Some (neccesary) background and motivation for my question:
In some of my undergraduate math classes, specifically my proofs course, I have been required to use the $\Rightarrow$ symbol to denote any implication. In fact, my professor told me that we reserve $\rightarrow$ for "different things in math, like limits". This was at the university that I currently study at and many of my math professors use this notation. This is what I am used to to denote an implication of any sort. This class is specific to the mathematics major.
This summer, I decided to take a discrete math class online with the University of North Dakota. In submitting an assignment very similar in scope and content, even identical to the assignments at my home university, the professor told us that we are to use $\rightarrow$ as $\Rightarrow$ is reserved for much more formal mathematics.

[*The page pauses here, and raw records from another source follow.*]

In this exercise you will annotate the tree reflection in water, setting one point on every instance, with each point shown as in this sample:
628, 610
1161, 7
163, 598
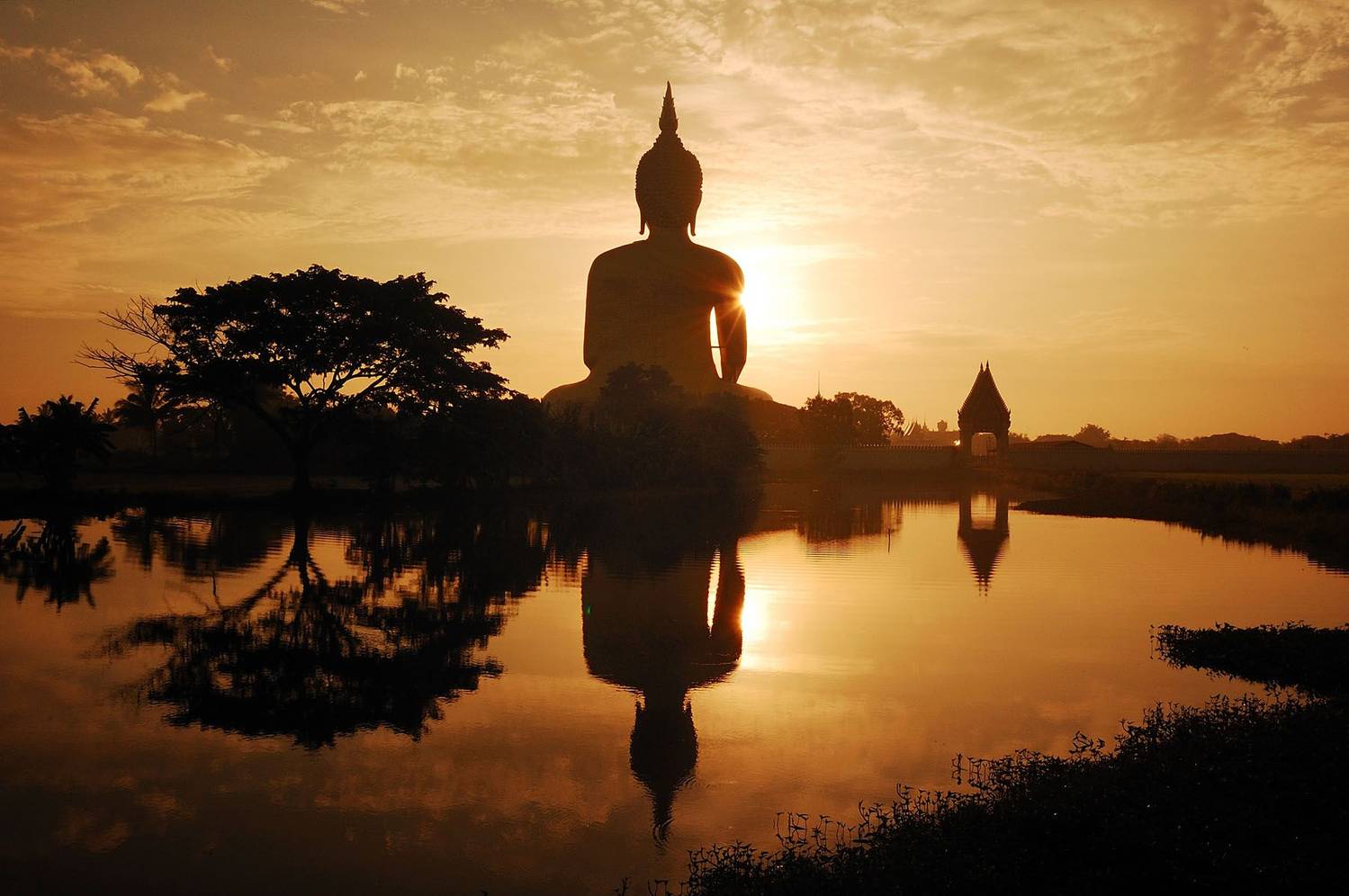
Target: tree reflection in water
320, 659
57, 560
199, 547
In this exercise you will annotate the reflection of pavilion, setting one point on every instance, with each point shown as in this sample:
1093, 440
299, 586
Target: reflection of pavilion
646, 629
983, 540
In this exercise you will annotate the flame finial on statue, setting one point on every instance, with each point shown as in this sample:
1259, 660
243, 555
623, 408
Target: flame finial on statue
670, 121
670, 180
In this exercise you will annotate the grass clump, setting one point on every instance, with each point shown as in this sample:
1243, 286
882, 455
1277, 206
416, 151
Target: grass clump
1246, 793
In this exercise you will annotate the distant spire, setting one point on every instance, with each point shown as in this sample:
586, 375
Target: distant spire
670, 121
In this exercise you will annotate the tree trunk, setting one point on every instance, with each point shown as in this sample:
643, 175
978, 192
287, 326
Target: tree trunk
301, 486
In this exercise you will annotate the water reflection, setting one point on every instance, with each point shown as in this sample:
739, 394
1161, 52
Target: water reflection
310, 658
654, 623
56, 560
983, 536
199, 547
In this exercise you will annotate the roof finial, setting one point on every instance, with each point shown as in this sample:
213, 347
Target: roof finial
670, 121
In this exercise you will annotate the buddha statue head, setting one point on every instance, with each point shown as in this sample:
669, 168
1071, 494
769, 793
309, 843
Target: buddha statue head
670, 180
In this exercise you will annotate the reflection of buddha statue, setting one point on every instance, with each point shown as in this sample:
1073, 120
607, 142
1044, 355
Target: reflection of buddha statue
984, 542
648, 302
646, 631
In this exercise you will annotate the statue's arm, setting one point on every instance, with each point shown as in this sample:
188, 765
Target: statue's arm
730, 327
589, 342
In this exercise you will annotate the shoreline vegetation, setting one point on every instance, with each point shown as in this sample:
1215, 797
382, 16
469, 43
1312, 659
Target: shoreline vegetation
1241, 793
1283, 515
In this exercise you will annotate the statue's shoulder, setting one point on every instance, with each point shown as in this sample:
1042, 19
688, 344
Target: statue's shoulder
616, 256
719, 262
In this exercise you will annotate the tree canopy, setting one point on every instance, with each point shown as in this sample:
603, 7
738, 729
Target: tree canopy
301, 350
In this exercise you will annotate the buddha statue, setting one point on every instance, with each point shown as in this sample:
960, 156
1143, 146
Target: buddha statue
648, 302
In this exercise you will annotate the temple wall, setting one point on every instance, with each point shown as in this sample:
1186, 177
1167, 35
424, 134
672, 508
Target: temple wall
789, 459
794, 459
1114, 461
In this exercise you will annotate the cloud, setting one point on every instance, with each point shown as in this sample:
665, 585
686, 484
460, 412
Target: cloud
81, 72
173, 100
340, 7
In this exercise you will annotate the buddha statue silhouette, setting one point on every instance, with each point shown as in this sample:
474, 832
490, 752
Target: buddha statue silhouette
648, 302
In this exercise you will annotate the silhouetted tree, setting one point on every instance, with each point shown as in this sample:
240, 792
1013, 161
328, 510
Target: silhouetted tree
148, 402
332, 345
875, 420
54, 440
829, 421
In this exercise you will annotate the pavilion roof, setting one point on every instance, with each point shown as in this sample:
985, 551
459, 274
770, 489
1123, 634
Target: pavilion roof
984, 405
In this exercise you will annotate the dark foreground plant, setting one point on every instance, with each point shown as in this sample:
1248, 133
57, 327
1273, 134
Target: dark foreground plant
1244, 795
1290, 655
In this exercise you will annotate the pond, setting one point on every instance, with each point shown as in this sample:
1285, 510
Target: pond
553, 699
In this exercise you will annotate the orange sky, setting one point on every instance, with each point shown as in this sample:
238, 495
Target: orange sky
1138, 212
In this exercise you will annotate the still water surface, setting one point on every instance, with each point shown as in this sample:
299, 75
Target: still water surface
526, 701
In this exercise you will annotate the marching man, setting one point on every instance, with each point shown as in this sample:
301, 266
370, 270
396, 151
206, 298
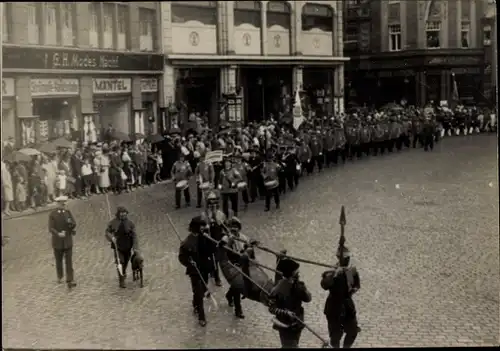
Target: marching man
181, 172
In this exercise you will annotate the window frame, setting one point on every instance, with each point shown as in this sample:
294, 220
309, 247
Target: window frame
394, 34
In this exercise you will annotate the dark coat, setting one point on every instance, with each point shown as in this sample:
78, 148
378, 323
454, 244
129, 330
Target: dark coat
62, 220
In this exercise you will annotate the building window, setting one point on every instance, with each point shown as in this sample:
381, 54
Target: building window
318, 17
68, 23
6, 22
146, 18
465, 35
51, 23
395, 37
433, 34
123, 28
108, 11
34, 16
95, 24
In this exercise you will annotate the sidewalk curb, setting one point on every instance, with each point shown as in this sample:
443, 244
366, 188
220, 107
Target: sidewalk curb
50, 207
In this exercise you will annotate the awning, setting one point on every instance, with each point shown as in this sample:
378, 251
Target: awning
241, 60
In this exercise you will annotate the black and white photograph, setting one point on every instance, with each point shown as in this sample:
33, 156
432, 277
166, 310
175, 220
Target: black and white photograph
249, 174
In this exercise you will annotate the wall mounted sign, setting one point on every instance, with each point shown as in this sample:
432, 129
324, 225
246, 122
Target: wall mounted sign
41, 58
112, 85
194, 38
149, 85
53, 86
247, 39
8, 87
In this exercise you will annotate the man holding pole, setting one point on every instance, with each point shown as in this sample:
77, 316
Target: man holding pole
123, 238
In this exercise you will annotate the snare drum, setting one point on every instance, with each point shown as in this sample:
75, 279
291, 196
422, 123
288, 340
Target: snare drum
182, 185
271, 184
205, 186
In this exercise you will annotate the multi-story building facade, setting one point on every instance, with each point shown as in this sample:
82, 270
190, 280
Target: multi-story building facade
261, 51
414, 50
78, 68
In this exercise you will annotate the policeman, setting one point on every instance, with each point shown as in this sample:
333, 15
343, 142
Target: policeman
181, 171
233, 297
228, 187
194, 254
342, 282
62, 227
215, 219
204, 173
122, 235
285, 302
270, 174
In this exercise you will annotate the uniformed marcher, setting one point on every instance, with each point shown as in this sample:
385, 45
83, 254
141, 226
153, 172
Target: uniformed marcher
181, 172
194, 254
205, 177
228, 187
121, 233
62, 227
270, 174
285, 302
342, 282
233, 297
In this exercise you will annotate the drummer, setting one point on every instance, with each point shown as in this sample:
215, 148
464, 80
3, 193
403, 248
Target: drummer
205, 176
243, 169
181, 172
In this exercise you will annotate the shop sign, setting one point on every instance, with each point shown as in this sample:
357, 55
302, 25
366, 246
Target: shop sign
8, 87
453, 60
66, 59
149, 85
53, 86
112, 85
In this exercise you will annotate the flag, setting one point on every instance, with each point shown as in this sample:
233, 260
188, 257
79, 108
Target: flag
298, 117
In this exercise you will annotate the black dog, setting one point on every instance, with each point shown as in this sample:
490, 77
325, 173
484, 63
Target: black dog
137, 268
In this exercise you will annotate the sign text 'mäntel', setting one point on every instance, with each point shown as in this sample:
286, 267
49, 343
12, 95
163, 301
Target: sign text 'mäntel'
119, 85
81, 61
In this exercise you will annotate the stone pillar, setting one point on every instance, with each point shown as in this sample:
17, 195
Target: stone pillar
297, 79
296, 28
263, 28
166, 27
229, 25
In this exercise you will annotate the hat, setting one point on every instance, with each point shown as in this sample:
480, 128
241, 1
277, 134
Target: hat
61, 198
288, 267
345, 252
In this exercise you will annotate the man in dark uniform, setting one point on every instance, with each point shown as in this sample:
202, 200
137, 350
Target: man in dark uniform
62, 227
270, 173
123, 238
285, 302
342, 282
194, 254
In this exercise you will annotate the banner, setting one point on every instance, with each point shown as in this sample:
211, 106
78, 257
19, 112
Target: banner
214, 156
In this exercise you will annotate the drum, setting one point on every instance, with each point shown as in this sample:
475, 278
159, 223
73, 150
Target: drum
182, 185
271, 184
205, 186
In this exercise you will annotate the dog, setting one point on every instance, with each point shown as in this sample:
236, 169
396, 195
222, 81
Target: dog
137, 268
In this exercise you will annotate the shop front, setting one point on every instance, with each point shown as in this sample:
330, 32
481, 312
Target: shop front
67, 92
8, 110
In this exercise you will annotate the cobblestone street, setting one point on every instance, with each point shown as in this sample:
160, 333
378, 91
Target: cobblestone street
422, 226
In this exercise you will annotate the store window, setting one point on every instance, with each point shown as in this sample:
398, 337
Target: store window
95, 25
109, 24
147, 20
316, 16
433, 35
68, 24
51, 23
34, 16
123, 27
395, 37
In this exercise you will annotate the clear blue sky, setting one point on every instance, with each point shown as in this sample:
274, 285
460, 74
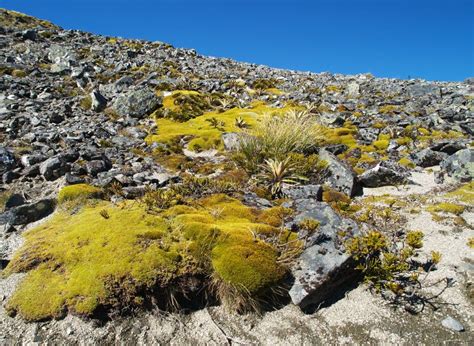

This assignment was identical in content and scope as an assignment I had in my proofs class
Another student at my university back at home noted that $\Rightarrow$ denotes a biconditional in discrete math, but I had been taught since high school and all the way up through university mathematics (I am a junior math major now) that the biconditional is denoted with $\iff$.
Even if $\Rightarrow$ did denote a biconditional in discrete math, then why does $\leftrightarrow$ exist?
My question:
Why do these differences exist, what are these differences, and why do they seem to be particular to discrete mathematics?
I would appreciate any and all insight.